Carla was obviously keeping herself under rigid control. He did not doubt that she wanted him as much as he wanted her. After awhile it occurred to him that she too was painfully frustrated, that he was failing her, hurting her, by not being what she must have hoped he’d become. Then too, she still suffered from a tragedy in her past, Peter had said. He wanted desperately to take her into his arms and comfort her, yet knew he could not. It was true enough that they couldn’t embrace like mere friends anymore. It would have to be all or nothing now, and for the foreseeable future it was apparently going to be nothing.

Ironically, he no longer felt any conscious fear of the paranormal. If an ability to sense minds had made him trust the Group from the beginning, then it must be a good thing. If all of them possessed ESP, then how could he not want it for himself? Yet despite Peter’s assurance that he had such abilities, he could find no trace of them within—not even enough to sense the currents he’d been feeling the past few weeks. The closeness he’d felt to new friends seemed to have lessened.
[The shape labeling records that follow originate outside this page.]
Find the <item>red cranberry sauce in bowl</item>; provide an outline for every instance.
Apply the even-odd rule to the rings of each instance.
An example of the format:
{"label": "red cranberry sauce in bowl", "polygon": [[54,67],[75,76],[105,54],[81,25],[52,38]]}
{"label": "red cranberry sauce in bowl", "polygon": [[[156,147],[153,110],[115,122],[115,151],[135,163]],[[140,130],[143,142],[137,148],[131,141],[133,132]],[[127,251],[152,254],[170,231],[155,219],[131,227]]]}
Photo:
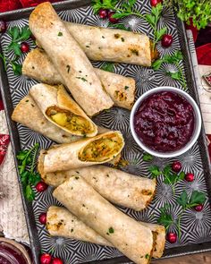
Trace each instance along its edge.
{"label": "red cranberry sauce in bowl", "polygon": [[193,106],[179,93],[161,90],[140,102],[134,113],[133,125],[139,141],[150,149],[176,151],[193,135]]}

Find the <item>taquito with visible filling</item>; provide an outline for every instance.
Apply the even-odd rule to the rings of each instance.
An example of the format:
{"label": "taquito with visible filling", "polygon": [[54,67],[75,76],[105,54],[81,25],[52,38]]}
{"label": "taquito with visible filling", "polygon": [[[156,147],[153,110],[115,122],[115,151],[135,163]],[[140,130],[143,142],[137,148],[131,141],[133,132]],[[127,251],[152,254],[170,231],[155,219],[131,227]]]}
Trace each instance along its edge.
{"label": "taquito with visible filling", "polygon": [[50,123],[30,95],[24,97],[15,106],[12,119],[57,143],[71,143],[81,139]]}
{"label": "taquito with visible filling", "polygon": [[82,177],[73,175],[53,196],[132,261],[149,263],[154,247],[151,230],[117,209]]}
{"label": "taquito with visible filling", "polygon": [[73,143],[55,146],[42,152],[38,162],[43,162],[44,173],[103,164],[118,156],[123,146],[124,140],[120,132],[108,132]]}
{"label": "taquito with visible filling", "polygon": [[[131,110],[135,100],[135,80],[97,68],[94,70],[114,106]],[[40,48],[27,55],[22,64],[22,74],[50,85],[65,85],[47,55]]]}
{"label": "taquito with visible filling", "polygon": [[[148,36],[118,29],[64,21],[69,32],[90,60],[151,66],[157,57]],[[38,46],[42,47],[38,41]]]}
{"label": "taquito with visible filling", "polygon": [[55,125],[77,136],[93,137],[97,126],[69,96],[63,85],[33,85],[30,94],[45,117]]}
{"label": "taquito with visible filling", "polygon": [[29,25],[72,97],[88,115],[92,116],[113,106],[111,98],[104,90],[87,55],[49,2],[35,8]]}
{"label": "taquito with visible filling", "polygon": [[[152,256],[161,258],[165,243],[165,227],[156,224],[139,223],[149,227],[154,233],[155,248]],[[51,206],[47,209],[46,228],[52,236],[63,236],[105,246],[113,246],[105,238],[73,216],[68,209],[62,207]]]}
{"label": "taquito with visible filling", "polygon": [[106,166],[91,166],[45,174],[41,155],[42,153],[38,162],[38,172],[48,185],[57,187],[72,175],[79,175],[107,200],[137,211],[144,209],[154,197],[155,180],[130,175]]}

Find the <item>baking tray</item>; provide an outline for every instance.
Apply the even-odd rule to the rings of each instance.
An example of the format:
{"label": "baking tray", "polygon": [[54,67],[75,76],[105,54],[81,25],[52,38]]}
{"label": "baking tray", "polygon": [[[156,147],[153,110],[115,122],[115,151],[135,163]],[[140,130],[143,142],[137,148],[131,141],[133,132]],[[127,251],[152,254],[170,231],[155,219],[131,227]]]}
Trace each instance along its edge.
{"label": "baking tray", "polygon": [[[87,23],[89,25],[99,25],[107,27],[106,20],[101,21],[97,15],[93,14],[92,8],[88,5],[90,1],[65,1],[55,4],[54,6],[59,15],[67,21],[80,23]],[[87,6],[88,5],[88,6]],[[136,8],[142,13],[150,12],[149,1],[137,1]],[[20,27],[27,25],[28,17],[33,8],[18,10],[0,14],[0,19],[5,19],[9,27],[18,25]],[[143,32],[152,38],[152,32],[146,21],[134,16],[122,20],[122,22],[130,25],[134,31]],[[165,25],[168,32],[173,36],[173,45],[172,47],[163,49],[158,44],[158,49],[162,55],[172,54],[177,49],[181,49],[184,60],[181,64],[185,72],[188,84],[188,92],[194,98],[199,106],[197,86],[194,81],[193,67],[190,59],[190,49],[188,46],[187,37],[183,23],[176,18],[173,11],[165,9],[163,19],[160,26]],[[1,38],[1,52],[5,50],[9,43],[8,35],[4,34]],[[32,42],[29,42],[30,47],[33,47]],[[9,55],[13,57],[13,54]],[[20,63],[24,59],[24,55],[21,57]],[[93,62],[93,65],[100,67],[102,62]],[[173,65],[165,64],[164,68],[173,67]],[[154,72],[150,68],[144,68],[137,65],[128,65],[125,64],[115,64],[114,70],[116,73],[135,78],[137,85],[138,98],[144,91],[156,86],[172,85],[181,88],[181,85],[164,74],[164,69]],[[48,139],[31,132],[30,129],[16,124],[11,120],[11,115],[13,107],[18,104],[29,91],[31,85],[36,83],[33,80],[29,80],[23,76],[14,76],[13,70],[9,67],[7,72],[4,70],[3,62],[0,61],[0,86],[5,106],[5,114],[8,127],[11,135],[13,154],[21,149],[31,147],[35,142],[39,142],[42,148],[48,148],[52,141]],[[123,158],[129,161],[129,165],[121,167],[121,169],[138,175],[145,175],[149,176],[148,167],[148,163],[142,160],[142,150],[138,147],[131,137],[129,129],[130,112],[127,110],[114,107],[109,111],[102,113],[95,117],[97,123],[108,128],[121,130],[123,133],[126,146],[122,151]],[[176,188],[176,195],[178,196],[183,189],[187,192],[192,190],[203,191],[207,193],[207,199],[204,205],[202,212],[195,212],[191,209],[181,219],[181,239],[176,244],[166,243],[166,249],[163,258],[174,256],[181,256],[190,253],[203,252],[211,250],[211,209],[210,196],[211,195],[211,180],[209,158],[207,149],[207,141],[204,128],[198,142],[184,155],[179,157],[185,172],[193,171],[196,175],[194,183],[185,182],[180,183]],[[153,164],[160,166],[166,163],[172,162],[173,159],[154,158]],[[16,162],[16,159],[15,159]],[[16,162],[17,167],[17,162]],[[38,223],[38,216],[41,212],[46,211],[52,204],[59,204],[52,197],[52,188],[48,187],[47,191],[43,193],[36,193],[33,203],[29,203],[23,196],[21,184],[19,179],[24,213],[26,217],[30,241],[33,253],[34,261],[38,264],[38,256],[40,251],[50,251],[53,255],[61,257],[65,264],[74,263],[128,263],[129,260],[115,249],[109,247],[101,247],[89,243],[74,241],[63,238],[50,237],[45,227]],[[135,212],[129,209],[119,208],[123,212],[129,214],[137,220],[149,221],[156,223],[156,217],[159,216],[157,208],[164,205],[166,200],[171,200],[173,207],[172,214],[176,217],[178,215],[178,207],[175,200],[171,199],[171,192],[166,189],[166,185],[162,183],[161,179],[157,182],[156,195],[154,201],[148,209],[142,212]],[[152,217],[152,214],[154,217]],[[172,227],[174,230],[175,226]]]}

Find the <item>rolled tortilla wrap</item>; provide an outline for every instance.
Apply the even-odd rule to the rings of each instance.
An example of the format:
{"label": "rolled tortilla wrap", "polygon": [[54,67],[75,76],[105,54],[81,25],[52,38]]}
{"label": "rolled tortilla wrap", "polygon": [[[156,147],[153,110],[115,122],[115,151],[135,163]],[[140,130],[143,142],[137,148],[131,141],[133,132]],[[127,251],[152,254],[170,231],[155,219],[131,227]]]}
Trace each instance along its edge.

To Kira, as they came up from the lab one evening, he finally confessed this. “Is there any way I can learn to be . . . telepathic, like the rest of you?” he asked, without much hope. If there were a mind-pattern for that skill, it would surely have been offered before now.

“The first step is wanting to,” Kira replied. “You have to really want it, Jesse—want to go further than receiving unconscious projections, as you do in lab training.”

“Damn it, Kira, I do want it! I’ll do anything you think will help,” he declared. He found himself less embarrassed to admit worries to her than to Peter, and he’d come to rely on her wisdom in such matters.